Using AWS Batch with GPU instances provides a boon to engineers or scientists looking to do GPU-based programming (like CUDA) without needing to manage infrastructure. For those who come from a background where job schedulers like Torque are used, this model will seem quite familiar. In order to make Batch work with GPUs there are a few specific things that need to be configured to make it work.

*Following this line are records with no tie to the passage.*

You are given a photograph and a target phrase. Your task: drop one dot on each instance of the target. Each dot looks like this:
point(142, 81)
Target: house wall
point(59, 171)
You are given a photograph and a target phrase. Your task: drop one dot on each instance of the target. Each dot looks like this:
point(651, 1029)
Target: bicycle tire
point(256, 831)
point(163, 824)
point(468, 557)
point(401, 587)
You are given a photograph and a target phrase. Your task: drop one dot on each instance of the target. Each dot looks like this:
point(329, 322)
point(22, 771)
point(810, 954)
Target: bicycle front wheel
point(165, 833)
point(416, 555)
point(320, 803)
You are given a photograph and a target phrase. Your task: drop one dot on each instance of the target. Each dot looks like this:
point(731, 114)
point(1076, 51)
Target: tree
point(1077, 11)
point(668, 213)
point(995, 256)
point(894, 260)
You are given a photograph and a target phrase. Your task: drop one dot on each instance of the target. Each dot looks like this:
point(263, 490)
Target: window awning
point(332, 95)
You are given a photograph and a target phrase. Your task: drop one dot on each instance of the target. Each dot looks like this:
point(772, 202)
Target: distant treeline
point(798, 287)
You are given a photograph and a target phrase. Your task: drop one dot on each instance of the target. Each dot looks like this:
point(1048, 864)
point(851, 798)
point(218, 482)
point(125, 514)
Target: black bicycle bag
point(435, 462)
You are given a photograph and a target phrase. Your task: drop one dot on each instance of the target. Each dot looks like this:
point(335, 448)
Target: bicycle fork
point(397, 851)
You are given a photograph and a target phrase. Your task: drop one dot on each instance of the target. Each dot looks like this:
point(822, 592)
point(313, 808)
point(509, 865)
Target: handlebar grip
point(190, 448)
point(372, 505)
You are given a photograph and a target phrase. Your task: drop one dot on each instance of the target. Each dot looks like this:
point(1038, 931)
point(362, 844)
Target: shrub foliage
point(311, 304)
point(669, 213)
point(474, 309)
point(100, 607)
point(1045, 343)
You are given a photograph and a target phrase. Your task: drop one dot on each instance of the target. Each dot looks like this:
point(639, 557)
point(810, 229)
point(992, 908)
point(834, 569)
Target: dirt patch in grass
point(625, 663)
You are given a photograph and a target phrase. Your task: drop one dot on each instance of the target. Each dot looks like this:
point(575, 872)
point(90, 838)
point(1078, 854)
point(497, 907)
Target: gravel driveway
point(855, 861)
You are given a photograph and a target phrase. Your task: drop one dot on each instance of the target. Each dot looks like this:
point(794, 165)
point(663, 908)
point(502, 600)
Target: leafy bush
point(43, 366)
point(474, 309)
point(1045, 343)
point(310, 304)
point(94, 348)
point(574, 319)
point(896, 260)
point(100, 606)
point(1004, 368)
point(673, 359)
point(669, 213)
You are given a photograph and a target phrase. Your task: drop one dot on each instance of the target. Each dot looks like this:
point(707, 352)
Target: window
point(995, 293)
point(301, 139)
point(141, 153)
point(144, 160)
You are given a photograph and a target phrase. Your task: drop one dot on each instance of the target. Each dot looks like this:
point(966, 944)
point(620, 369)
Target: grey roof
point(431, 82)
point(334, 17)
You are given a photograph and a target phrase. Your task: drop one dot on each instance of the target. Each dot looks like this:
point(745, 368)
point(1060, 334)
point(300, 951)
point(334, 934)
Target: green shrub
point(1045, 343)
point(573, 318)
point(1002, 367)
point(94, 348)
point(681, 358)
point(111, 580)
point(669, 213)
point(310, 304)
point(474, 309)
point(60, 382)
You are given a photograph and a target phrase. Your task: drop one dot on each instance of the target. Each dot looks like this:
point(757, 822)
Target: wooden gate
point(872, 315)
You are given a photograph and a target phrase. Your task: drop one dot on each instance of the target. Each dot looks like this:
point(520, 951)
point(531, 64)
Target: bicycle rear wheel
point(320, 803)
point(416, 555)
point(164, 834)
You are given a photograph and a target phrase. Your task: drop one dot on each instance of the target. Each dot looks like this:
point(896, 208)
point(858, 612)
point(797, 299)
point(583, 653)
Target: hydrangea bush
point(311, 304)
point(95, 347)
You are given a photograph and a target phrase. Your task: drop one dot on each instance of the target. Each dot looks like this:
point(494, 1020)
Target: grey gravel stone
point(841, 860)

In particular, the underlying EC2 host will have the required NVIDIA components on it and those drivers and shared libraries need to be exported into the container so that it has access to them. Using the AMI build script that I have put on GitHub you can generate an EC2 AMI that has the nvidia-docker
wrapper, the NVIDIA kernel drivers and the ECS agent pre-installed on it. All of the CloudFormation templates needed to make this work can be found in the repository so I will only show and highlight the important parts of the job template that allow this to work.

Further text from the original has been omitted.